Sample classification in validation set.

5 Conclusion

CNN method relies on training a large number of the same fault data and updating network parameters through backpropagation to establish the recognition ability of the same type of fault. However, under the actual working conditions, the types of bearing faults are constantly changing, and it is difficult to collect sufficient data for the same type of faults. When small datasets are employed, the first layer of CNN is difficult to effectively extract deep feature parameters and it influences the performances of the entire network. Therefore, an improved CNN by multiwavelets is proposed in this paper. The first layer of the model is the multiwavelets transform in signal processing, multiwavelets layer completely inherits the advantages of the fast extraction of features signals from multiple wavelets base of multiwavelets. Original signals in the time domain are directly input into the improved CNN, multiwavelets layer is used as a multi-channel filter to extract multi fault features at the same time, subsequently, the features extracted by the multiwavelets layer are fused as inputs to the next layer. By enhancing the ability of network shallow feature extraction, accurately extract fault features and reduce network parameters. By incorporating multiwavelets feature extraction, this proposed CNN method can accurately diagnose faults with smaller data set samples in practical bearing diagnosis, and by customizing multiwavelets layer parameters, the influence of shallow layer parameters on the overall network performance is discussed. The validity of this method is fully verified by publicly experimental datasets and comparsion with the traditional methods and classical methods.

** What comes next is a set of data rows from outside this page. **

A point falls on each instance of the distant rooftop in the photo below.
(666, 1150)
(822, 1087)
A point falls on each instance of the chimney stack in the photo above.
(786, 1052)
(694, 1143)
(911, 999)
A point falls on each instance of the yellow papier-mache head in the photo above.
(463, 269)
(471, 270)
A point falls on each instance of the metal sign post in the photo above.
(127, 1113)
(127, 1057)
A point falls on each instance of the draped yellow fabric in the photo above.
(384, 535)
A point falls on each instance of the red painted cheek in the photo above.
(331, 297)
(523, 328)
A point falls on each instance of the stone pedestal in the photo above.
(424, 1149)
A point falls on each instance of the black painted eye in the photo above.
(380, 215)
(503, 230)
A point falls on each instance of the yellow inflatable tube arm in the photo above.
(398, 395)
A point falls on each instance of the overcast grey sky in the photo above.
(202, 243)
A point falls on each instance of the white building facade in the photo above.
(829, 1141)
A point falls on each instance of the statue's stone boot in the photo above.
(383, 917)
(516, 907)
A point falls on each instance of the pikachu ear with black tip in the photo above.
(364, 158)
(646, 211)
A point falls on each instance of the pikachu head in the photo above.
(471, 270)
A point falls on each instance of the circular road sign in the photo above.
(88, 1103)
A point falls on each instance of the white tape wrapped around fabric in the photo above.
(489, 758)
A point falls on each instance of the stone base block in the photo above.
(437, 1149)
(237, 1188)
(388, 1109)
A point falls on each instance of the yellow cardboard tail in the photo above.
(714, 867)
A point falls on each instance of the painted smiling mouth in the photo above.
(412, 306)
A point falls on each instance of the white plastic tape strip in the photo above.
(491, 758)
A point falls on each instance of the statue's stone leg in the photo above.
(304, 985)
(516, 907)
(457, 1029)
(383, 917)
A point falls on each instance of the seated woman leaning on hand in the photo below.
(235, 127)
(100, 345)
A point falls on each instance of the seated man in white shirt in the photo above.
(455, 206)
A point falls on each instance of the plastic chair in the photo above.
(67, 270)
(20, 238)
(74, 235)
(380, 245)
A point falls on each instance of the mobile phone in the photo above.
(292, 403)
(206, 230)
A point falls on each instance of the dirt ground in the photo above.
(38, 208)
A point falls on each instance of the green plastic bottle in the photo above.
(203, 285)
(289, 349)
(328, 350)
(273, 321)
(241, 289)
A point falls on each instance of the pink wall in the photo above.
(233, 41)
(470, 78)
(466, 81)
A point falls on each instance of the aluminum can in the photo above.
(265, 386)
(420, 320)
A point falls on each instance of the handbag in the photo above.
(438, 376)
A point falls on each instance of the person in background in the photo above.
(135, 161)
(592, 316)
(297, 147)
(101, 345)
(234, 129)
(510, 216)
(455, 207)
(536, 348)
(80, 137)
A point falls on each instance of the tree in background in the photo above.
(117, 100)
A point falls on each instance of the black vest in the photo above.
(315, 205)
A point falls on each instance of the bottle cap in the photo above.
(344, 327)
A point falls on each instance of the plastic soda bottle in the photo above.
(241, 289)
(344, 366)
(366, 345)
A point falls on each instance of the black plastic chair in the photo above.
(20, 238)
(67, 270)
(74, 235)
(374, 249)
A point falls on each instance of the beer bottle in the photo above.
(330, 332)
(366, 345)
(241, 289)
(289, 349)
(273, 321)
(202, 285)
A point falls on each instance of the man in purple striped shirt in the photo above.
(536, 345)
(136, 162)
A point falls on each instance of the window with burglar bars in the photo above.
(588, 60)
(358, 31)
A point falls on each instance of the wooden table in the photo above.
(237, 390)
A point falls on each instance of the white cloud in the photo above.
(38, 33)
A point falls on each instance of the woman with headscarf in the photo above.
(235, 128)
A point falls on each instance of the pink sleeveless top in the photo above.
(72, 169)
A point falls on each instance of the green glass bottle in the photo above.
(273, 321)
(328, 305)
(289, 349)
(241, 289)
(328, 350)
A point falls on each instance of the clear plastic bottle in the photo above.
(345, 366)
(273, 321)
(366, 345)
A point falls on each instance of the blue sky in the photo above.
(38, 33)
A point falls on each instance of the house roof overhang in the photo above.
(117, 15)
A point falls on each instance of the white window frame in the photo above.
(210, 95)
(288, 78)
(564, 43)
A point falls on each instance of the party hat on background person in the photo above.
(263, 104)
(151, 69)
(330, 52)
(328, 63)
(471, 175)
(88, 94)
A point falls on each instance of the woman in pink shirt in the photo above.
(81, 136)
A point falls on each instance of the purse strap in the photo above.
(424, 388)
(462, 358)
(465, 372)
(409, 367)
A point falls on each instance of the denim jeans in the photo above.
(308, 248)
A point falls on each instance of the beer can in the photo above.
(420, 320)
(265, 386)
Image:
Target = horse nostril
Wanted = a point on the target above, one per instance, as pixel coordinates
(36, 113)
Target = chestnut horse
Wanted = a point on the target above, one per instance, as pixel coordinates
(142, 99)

Based on the CNN shallow layer replacement multiwavelets model, this paper mainly finds the multiwavelets layer parameters most suitable for fault characteristics through parameter optimization. In the future research direction, the multiwavelets layer parameters can be adaptively matched with fault characteristics to improve the effect of network diagnosis efficiency, and the underlying logic of CNN network training parameters can be discussed based on the physical meaning of multiwavelets layer.